A strong critique of On the Role of Males by Dawkins was, put simply, that it continues the wrongheaded pursuit of the notion of “multilevel selection” that confuses the vehicles and replicators in the selection process. In this case, selfish genetics precludes the application of a lossy filter for genetic defects because it becomes a species-level selective mechanism.

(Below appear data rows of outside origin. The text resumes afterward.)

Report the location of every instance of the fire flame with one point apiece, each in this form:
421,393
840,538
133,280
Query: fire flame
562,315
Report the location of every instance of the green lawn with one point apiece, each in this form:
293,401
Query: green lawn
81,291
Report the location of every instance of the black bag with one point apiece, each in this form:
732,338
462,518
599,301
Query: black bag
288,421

While largely a technical distinction in evolutionary theory, much remains to be explained if we presume that there are no selective pressures that operate at levels above the genetic. For instance, when human females are subject to environmental stressors, the sex ratio changes to favor boys.  From Valerie Grant’s Wartime sex ratios: Stress, male vulnerability and the interpretation of atypical sex ratio data:

At the end of war, and other times of both chronic and acute stress, remarkable changes occur in the human secondary (birth) sex ratio. At the end of a long war, significantly more boys are born; after a short war, or disaster, fewer boys than usual are born six to nine months later. Since it is commonly held that the sex of the offspring is a matter of chance, these data provide an intriguing problem; but new findings in reproductive physiology, and an increased understanding of male vulnerability, could help resolve it. It appears the sex ratio of offspring may be influenced by variations in the mother’s follicular testosterone. Under conditions of chronic stress, maternal testosterone rises, resulting in an increase in male conceptions; but these same stressful conditions also exacerbate differential male vulnerability, so more males are lost during pregnancy. At the end of war, improving conditions temper male vulnerability, leaving higher sex ratios at birth.